ズレの直し方は答えがズレたときの直し方にまとめてあります。
明日の朝、1つだけ
明日の朝、時間のかかるものを1つだけ投げてから、席を立ってみてください。戻る時刻を決めるのを、忘れずに。
「待つのをやめる」ではありません。待つ時間を、先に渡してしまうという話です。
動画でも話しています
もっと学ぶ
この記事で使った道具はNotebookLMの使い方に、「30秒の指示」の書き方はプロンプトのコツにあります。
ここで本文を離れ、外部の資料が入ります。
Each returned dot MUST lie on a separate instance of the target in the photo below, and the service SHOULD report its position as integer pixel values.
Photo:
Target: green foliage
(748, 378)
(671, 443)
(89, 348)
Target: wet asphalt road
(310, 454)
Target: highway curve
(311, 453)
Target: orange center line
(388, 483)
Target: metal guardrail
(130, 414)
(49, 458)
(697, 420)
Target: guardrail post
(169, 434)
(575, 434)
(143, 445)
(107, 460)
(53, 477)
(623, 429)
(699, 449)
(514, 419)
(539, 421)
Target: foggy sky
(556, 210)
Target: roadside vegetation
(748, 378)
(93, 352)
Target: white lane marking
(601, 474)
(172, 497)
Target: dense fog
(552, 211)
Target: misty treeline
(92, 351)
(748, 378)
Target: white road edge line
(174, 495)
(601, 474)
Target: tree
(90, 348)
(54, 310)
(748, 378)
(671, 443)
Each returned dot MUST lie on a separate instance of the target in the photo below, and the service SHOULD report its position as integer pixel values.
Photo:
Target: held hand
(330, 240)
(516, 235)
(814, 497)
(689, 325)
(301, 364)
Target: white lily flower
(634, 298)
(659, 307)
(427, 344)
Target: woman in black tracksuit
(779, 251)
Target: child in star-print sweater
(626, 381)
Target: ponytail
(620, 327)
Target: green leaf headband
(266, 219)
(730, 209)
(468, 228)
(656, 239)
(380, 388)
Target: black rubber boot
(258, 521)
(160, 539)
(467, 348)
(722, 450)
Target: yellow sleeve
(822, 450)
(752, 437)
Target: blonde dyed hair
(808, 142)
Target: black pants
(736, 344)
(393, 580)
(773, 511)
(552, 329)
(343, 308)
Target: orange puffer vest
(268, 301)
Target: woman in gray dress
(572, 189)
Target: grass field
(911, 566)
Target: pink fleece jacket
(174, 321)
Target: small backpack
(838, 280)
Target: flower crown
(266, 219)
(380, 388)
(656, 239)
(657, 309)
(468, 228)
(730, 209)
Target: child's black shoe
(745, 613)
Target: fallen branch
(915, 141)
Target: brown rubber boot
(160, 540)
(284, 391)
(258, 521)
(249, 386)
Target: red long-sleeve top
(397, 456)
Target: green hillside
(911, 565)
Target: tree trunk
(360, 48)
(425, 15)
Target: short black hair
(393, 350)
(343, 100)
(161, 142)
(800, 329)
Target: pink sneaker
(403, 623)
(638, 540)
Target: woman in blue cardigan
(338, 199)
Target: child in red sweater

使い方の全体はクロード活用法(使い方マガジン)に5つの段でまとめています。
【編集メモ】
この記事の落とし穴(同じものを2回作らせて20分)は、うちで実際にやった失敗です。待ち時間を節約する話を書いている本人が、待ち時間を倍にしていました。格好はつきませんが、これを外すと「投げて席を立つだけ」という都合のいい話になってしまうので、そのまま書いています。
下書きの段階で別のAIに読ませたところ、使った道具の名前が記事から抜けていると指摘されました。「AIに資料を作らせると11枚できた」とだけ書くと、手元のチャットAIでも同じことが起きると読めてしまいます。実際は NotebookLM の、資料からスライドを作らせる機能の話でした。条件を落とすと、そのまま言い過ぎになります。いまの本文では道具と、待ち時間が生まれる理由を書いています。
「終わっても教えてくれない」も、私が使っている道具でそうだった、という話です。通知が来るサービスもありますので、お使いのものがどちらかは一度確かめてみてください。